MCiteBench: A Multimodal Benchmark for Generating Text with Citations
This addresses the issue of unreliable outputs in multimodal AI systems for researchers and developers, though it is incremental as it extends citation generation from text-only to multimodal scenarios.
The paper tackles the problem of hallucination in Multimodal Large Language Models by introducing MCiteBench, the first benchmark to assess their ability to generate text with citations in multimodal contexts, revealing that these models struggle to ground outputs reliably and exhibit systematic modality bias.

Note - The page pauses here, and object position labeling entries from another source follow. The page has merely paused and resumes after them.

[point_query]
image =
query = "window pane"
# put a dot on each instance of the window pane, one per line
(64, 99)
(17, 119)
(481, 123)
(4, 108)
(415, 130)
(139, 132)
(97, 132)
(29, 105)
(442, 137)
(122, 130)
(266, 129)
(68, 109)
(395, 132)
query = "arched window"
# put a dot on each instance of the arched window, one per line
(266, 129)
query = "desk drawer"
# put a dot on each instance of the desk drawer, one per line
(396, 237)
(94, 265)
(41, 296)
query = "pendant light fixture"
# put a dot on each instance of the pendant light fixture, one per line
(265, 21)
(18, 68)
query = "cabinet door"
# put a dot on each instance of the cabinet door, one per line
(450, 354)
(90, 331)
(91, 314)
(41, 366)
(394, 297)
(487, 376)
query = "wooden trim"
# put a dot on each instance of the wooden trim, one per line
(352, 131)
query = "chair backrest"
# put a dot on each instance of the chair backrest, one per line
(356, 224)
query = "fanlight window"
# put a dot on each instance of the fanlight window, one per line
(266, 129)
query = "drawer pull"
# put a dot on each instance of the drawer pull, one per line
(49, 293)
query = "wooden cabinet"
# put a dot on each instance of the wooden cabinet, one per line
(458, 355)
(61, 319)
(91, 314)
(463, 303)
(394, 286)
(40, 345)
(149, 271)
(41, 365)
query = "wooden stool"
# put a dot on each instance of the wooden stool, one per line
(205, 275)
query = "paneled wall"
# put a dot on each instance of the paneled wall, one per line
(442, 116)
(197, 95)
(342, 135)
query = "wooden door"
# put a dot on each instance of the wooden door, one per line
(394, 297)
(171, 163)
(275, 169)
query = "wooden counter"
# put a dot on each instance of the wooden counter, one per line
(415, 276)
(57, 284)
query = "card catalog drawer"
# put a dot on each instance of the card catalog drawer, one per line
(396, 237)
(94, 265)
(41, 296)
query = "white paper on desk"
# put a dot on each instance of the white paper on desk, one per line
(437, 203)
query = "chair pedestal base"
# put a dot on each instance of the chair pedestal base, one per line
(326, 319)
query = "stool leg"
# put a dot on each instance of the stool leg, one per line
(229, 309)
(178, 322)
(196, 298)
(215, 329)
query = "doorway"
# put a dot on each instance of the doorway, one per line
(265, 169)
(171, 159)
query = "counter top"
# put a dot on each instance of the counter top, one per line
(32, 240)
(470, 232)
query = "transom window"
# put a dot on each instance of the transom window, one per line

Multimodal Large Language Models (MLLMs) have advanced in integrating diverse modalities but frequently suffer from hallucination. A promising solution to mitigate this issue is to generate text with citations, providing a transparent chain for verification. However, existing work primarily focuses on generating citations for text-only content, leaving the challenges of multimodal scenarios largely unexplored. In this paper, we introduce MCiteBench, the first benchmark designed to assess the ability of MLLMs to generate text with citations in multimodal contexts. Our benchmark comprises data derived from academic papers and review-rebuttal interactions, featuring diverse information sources and multimodal content. Experimental results reveal that MLLMs struggle to ground their outputs reliably when handling multimodal input. Further analysis uncovers a systematic modality bias and reveals how models internally rely on different sources when generating citations, offering insights into model behavior and guiding future directions for multimodal citation tasks.